Saturday, March 24, 2007

Nurturing a Strong Work Ethic

I found this blog post that I thought was really interesting. Actually, I found a link to it in another blog, although I do try to read the original blog when I can.

I think she has a valid point. Many people will say to us, "But how will they learn discipline if they're not in school?" "How will they learn that sometimes they have to do something they don't want to?"

It just seems like such a strange concern to have. If the boys should ever want to learn a new skill (let's hope they will!) like soccer or the piano, they'll have to practice to get good at it. They will learn that if they don't practice, they won't achieve their goals. This is discipline. This is a work ethic. And my children will learn that on their own, and their motivation will be intrinsic (ah, there's that word again). They won't have to sit through hundreds of hours of repetitive, boring, pointless drudgery, from which they'll get little reward.

But I think this also belies an underlying belief that children are, well.. bad. That they'll be lazy good-for-nothings if we don't force them to do two hours of homework every night, even if they already know the material. Personally, I think my children are good. I think that they'll learn to see the value of hard work, whether it be working to perfect a song on the violin or working a job to earn enough money for a vacation.

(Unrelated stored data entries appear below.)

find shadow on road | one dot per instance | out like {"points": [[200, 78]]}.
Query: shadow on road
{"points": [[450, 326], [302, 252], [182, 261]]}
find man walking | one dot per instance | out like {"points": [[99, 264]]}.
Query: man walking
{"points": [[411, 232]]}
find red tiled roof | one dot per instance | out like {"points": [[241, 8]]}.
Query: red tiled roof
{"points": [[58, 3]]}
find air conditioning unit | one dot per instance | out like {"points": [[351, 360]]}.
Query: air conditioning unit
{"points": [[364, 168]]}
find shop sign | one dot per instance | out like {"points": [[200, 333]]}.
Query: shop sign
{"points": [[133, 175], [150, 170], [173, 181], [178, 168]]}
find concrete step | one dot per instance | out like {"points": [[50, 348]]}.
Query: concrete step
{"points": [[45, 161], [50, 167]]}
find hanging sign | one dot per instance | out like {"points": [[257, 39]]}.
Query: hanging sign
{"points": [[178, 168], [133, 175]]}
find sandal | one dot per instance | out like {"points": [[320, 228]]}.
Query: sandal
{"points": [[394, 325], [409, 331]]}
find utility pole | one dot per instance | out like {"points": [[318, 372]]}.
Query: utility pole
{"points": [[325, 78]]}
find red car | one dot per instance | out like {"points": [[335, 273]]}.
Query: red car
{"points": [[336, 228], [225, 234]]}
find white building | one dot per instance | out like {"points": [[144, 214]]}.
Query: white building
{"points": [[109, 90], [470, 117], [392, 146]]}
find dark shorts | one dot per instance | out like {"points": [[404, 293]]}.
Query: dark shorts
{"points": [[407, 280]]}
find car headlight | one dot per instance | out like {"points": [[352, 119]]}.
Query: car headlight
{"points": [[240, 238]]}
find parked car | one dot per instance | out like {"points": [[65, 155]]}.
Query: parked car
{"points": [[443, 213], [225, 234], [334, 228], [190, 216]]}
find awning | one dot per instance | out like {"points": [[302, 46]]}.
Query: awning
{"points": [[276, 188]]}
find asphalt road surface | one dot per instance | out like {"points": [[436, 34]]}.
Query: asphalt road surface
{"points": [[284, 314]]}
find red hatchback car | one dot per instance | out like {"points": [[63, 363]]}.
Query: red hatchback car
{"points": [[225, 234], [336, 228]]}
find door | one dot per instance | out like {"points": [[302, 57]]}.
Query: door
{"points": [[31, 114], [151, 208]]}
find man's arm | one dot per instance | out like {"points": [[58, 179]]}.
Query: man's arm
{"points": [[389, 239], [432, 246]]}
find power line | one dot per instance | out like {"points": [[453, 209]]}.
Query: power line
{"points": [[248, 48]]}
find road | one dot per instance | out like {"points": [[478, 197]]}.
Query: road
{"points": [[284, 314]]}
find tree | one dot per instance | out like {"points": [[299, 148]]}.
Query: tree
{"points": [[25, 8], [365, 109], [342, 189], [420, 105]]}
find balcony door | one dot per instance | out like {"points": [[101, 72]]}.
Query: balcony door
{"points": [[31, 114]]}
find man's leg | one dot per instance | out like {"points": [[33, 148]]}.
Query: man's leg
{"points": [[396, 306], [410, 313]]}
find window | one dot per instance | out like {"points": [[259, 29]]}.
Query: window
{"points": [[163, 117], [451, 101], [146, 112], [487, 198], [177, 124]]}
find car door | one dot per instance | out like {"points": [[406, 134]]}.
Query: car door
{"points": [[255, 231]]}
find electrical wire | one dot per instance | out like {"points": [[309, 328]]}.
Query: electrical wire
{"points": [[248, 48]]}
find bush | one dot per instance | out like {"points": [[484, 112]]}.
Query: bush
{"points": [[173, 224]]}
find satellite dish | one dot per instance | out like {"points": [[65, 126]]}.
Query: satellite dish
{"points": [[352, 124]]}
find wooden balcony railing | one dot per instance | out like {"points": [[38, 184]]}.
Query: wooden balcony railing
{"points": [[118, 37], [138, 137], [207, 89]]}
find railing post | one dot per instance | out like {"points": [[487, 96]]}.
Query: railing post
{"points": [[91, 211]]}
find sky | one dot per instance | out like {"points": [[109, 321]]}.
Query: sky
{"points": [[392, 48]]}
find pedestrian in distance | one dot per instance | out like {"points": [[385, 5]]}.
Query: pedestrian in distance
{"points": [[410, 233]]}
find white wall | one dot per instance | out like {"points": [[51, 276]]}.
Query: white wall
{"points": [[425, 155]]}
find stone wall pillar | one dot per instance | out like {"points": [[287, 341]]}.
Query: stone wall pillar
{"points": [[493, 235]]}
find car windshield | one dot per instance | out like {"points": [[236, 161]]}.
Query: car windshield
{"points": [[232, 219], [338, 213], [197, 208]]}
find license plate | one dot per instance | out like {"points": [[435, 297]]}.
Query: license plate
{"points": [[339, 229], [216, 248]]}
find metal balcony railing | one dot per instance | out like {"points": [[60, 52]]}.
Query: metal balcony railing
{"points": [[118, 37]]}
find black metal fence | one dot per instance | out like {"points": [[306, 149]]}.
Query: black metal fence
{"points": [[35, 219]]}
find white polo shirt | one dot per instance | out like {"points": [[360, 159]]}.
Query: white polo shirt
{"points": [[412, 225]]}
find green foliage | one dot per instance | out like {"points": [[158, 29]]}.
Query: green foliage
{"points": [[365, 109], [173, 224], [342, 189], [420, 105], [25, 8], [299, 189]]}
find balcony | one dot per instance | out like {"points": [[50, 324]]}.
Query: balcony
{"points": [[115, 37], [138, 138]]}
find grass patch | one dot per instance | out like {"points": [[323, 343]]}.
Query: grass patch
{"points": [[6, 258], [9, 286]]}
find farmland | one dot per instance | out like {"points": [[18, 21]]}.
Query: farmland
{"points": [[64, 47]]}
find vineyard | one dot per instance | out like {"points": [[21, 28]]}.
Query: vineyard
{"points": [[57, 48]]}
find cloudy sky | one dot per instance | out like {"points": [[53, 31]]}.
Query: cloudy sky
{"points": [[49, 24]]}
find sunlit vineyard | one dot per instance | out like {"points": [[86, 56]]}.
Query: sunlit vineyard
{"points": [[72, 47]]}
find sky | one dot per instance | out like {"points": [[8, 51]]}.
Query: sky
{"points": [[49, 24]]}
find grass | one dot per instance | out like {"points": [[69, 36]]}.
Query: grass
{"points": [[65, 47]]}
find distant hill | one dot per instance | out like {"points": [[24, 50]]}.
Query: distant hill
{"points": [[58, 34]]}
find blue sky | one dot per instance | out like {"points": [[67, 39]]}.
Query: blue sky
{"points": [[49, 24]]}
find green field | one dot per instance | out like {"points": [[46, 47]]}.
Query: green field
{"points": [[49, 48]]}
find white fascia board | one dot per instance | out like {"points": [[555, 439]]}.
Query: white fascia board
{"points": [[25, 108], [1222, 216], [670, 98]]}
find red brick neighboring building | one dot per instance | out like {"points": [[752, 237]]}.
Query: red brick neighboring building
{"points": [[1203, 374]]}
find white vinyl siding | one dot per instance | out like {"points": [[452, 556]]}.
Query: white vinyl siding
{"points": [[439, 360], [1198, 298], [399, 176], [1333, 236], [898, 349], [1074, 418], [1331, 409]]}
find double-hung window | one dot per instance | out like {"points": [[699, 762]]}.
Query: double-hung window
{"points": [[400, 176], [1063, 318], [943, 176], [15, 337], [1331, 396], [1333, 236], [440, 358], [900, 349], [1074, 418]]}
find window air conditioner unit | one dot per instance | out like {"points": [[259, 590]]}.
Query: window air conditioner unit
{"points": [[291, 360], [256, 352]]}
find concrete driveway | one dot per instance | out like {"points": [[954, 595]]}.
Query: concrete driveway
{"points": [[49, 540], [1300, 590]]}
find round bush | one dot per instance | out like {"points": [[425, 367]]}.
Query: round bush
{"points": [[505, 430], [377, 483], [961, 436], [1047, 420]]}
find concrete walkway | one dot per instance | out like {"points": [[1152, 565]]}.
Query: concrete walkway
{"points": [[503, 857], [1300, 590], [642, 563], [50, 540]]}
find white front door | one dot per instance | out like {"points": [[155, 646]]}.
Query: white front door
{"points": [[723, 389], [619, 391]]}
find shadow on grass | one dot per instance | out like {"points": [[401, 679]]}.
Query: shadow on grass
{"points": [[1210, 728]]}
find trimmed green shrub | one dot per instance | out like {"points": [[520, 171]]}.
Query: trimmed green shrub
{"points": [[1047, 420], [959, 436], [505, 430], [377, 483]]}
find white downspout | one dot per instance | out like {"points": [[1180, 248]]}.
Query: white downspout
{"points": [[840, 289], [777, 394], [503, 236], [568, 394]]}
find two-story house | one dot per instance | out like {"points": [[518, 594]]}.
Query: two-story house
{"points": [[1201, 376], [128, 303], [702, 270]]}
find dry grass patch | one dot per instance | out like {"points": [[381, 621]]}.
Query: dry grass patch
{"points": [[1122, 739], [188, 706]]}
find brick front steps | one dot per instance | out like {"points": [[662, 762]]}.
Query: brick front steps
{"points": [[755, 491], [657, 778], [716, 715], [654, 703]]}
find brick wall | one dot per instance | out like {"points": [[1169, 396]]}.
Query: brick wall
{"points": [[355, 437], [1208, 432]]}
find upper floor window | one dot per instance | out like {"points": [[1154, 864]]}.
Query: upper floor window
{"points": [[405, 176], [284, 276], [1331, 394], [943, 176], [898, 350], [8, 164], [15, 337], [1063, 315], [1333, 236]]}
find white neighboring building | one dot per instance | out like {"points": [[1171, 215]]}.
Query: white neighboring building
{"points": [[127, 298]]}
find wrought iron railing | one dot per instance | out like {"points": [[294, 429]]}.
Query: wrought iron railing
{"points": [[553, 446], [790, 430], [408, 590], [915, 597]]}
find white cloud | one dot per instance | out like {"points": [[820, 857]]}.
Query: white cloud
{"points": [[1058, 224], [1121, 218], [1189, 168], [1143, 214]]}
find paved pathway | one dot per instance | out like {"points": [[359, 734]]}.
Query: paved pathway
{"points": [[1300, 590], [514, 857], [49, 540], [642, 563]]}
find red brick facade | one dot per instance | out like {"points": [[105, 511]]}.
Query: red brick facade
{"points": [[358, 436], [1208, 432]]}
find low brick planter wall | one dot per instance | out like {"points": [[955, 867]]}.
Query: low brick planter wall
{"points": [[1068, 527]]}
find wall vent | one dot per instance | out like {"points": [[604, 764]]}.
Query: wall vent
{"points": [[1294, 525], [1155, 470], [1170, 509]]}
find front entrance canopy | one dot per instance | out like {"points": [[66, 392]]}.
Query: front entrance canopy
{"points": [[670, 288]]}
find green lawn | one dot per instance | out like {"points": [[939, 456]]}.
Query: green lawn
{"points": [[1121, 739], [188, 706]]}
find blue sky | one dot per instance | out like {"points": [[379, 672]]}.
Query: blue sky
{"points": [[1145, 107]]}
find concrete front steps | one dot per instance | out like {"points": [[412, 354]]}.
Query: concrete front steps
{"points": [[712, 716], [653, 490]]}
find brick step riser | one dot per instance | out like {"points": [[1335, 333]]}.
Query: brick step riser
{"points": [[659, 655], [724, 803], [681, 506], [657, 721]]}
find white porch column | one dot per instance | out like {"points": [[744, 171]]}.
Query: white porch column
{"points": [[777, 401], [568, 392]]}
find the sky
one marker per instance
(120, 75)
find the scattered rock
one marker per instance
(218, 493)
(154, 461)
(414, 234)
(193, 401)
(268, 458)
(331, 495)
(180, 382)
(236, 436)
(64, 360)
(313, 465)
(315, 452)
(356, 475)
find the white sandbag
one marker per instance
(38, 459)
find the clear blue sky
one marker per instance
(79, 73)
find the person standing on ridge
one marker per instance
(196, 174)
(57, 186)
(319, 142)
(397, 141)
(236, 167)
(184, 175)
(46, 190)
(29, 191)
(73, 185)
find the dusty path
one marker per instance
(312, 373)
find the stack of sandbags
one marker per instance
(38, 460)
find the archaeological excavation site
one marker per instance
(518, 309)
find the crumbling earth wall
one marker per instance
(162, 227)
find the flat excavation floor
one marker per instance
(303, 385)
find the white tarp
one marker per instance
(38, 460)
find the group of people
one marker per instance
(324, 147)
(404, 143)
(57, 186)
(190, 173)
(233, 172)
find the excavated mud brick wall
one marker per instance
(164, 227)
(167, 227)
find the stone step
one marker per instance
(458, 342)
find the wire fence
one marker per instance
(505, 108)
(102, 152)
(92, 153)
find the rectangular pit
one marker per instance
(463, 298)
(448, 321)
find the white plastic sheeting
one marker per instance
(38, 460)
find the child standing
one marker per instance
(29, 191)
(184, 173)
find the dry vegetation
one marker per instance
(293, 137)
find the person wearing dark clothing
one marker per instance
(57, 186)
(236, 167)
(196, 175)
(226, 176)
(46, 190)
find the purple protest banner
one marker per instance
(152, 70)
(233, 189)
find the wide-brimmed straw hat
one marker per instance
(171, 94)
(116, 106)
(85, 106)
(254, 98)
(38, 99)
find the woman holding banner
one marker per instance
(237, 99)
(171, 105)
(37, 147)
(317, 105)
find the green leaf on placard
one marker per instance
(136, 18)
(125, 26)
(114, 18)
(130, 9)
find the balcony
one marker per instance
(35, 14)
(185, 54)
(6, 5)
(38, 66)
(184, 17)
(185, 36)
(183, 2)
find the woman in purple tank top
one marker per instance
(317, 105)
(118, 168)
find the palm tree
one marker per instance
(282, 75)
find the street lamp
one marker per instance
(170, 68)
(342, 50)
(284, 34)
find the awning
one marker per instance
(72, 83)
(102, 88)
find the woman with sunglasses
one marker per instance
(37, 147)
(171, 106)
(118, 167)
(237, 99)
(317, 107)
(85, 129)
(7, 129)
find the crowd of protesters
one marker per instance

And here's another reason for me to not want my kids to do endless busywork. I don't want my kids to blindly do things because some authority figure says so. Can you imagine a teacher's response if a student said, "Excuse me, but I don't need to do this worksheet, I already know how to do this." Right. Of course, I expect my kids to do certain things, but I have valid reasons. Wanting my kids to finish a worksheet so I can have five minutes of peace does not count. If I pick out a book for my kids, and they think it sucks, I want them to be able to tell me why. And I'll listen, and we'll find something that fits their needs better.